Of course, all of this could look much worse in a few years, depending on how things go with the economy. The decision to funnel a big chunk of federal and state stimulus funding into K-12 and higher education will help.
The question Delbanco doesn't address is whether the long-term trend of higher education spending running far ahead of inflation, economic growth, family income, public appropriations, and everything else is an unavoidable fact of life that needs to be accommodated or a public policy problem that can be substantially addressed. I think it's the latter, and as public coffers and family pocketbooks are increasingly barren, I think others will too.
The Problem With Saving For College
Sunday, May 03, 2009
The Myth of Too Many Great Students
The dirty secret of the American educational system is that there's a glut of good kids -- excellent grades, first-rate test scores, a blizzard of extracurriculars. We've all read the stories of the despairing admissions officers wading through applications from one overachiever after another, cursing the gods -- "No, not another valedictorian!"
It's true, we've all read those stories, because newspapers like the Post love to publish them.
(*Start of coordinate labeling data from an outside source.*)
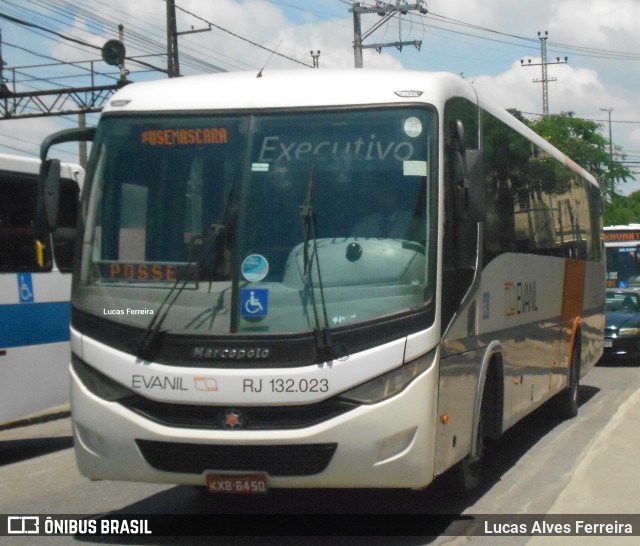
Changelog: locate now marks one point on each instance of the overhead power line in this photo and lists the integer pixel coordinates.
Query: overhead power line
(235, 35)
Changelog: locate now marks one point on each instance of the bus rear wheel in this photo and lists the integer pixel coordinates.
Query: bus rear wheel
(569, 397)
(471, 470)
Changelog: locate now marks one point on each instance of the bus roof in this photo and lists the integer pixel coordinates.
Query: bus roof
(288, 88)
(31, 165)
(314, 88)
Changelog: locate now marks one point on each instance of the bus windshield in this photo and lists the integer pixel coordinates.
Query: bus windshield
(261, 224)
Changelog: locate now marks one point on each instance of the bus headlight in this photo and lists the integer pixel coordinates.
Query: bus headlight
(390, 383)
(98, 383)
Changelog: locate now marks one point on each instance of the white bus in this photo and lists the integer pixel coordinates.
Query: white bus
(242, 320)
(35, 288)
(622, 245)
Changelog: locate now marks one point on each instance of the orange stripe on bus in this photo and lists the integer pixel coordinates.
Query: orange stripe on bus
(573, 290)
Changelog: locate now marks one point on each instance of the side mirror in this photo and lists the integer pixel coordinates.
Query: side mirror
(50, 192)
(471, 191)
(477, 191)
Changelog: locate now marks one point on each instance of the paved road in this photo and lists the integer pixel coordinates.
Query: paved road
(546, 466)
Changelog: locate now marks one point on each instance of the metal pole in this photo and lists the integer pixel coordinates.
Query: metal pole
(357, 36)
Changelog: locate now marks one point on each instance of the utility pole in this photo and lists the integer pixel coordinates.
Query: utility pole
(173, 68)
(385, 10)
(173, 65)
(609, 110)
(544, 63)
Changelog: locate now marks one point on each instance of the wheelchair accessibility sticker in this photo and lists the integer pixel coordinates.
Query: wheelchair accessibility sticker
(254, 302)
(25, 288)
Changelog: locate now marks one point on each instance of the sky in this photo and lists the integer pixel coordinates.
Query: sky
(484, 42)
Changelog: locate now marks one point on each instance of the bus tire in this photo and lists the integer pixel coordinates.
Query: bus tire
(569, 397)
(471, 470)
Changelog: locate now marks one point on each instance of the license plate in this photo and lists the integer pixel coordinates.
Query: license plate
(244, 484)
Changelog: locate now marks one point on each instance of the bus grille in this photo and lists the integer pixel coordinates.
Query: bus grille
(275, 460)
(256, 417)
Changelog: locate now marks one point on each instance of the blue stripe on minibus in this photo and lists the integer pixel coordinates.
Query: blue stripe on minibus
(34, 323)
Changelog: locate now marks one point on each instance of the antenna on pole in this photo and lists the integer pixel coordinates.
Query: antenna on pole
(385, 10)
(544, 63)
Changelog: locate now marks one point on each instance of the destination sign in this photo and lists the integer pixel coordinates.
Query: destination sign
(145, 272)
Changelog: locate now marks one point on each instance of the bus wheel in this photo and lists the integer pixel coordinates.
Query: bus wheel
(569, 398)
(470, 470)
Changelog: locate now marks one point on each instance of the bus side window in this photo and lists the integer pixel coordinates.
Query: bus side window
(21, 247)
(65, 234)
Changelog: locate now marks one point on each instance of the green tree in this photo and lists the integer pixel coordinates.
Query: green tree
(583, 142)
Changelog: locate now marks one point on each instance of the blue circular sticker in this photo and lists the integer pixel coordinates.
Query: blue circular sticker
(255, 268)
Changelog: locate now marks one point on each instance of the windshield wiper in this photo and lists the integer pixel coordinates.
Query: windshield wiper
(325, 349)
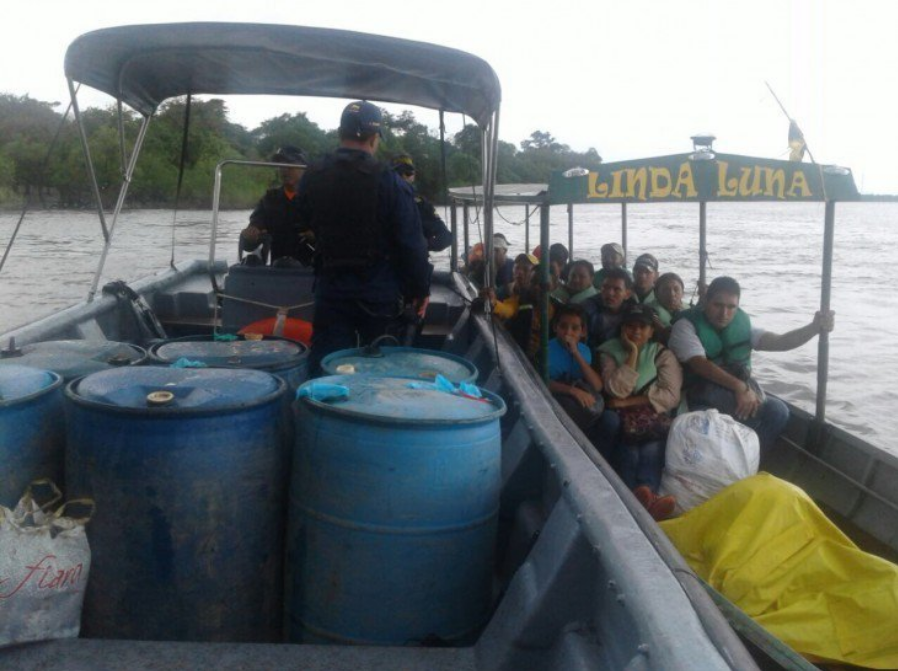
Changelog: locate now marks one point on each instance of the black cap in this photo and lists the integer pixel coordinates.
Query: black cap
(403, 164)
(290, 154)
(361, 118)
(639, 313)
(646, 261)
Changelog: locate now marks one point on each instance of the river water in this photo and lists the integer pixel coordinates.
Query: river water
(774, 250)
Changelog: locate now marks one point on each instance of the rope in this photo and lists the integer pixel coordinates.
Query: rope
(43, 168)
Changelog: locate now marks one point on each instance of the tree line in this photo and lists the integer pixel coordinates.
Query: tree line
(30, 172)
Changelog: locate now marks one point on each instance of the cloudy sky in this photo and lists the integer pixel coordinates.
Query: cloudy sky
(631, 79)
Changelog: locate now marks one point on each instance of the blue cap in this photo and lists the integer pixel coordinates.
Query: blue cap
(361, 118)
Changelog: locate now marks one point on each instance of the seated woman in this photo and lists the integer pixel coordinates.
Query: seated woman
(572, 381)
(579, 283)
(642, 386)
(520, 310)
(668, 303)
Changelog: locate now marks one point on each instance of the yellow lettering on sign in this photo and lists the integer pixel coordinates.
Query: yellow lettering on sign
(615, 185)
(597, 189)
(661, 182)
(685, 187)
(636, 182)
(799, 184)
(725, 187)
(775, 183)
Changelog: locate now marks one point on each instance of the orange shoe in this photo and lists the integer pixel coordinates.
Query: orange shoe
(662, 507)
(645, 496)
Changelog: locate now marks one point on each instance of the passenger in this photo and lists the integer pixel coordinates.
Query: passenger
(579, 285)
(572, 381)
(520, 310)
(371, 256)
(612, 257)
(668, 303)
(714, 341)
(642, 386)
(645, 274)
(503, 267)
(438, 236)
(604, 312)
(558, 262)
(276, 217)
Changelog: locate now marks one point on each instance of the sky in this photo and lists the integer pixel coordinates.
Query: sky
(632, 78)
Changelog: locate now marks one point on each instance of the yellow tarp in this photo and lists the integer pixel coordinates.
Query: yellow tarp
(769, 549)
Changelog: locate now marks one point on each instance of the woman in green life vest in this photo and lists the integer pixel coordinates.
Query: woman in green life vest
(642, 386)
(668, 303)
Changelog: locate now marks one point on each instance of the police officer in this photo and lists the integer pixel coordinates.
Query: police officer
(275, 220)
(371, 256)
(438, 236)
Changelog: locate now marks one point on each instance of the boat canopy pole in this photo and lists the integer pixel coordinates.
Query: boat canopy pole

But the idea there's this new or problematic oversupply of super-qualified high school students--it's nonsense, really. The dirty not-so-secret of the American educational system is that a quarter of the kids don't graduate from high school on time, and for black and Latino students it's closer to half. Of those who do finish, many aren't even minimally prepared for college-level work--national remediation rates for college freshmen are, depending on the estimate, 25 to to 40 percent. In 1978, seven percent of all 17-year olds scored over 350 on the NAEP long-term trends math exam. Last year, it was six percent. Achenbach says that kids these days "routinely" apply to "12 or 15" colleges. Last I checked with the folks at the UCLA Higher Education Research Institute who study these things, about two percent of students apply to 12 colleges or more.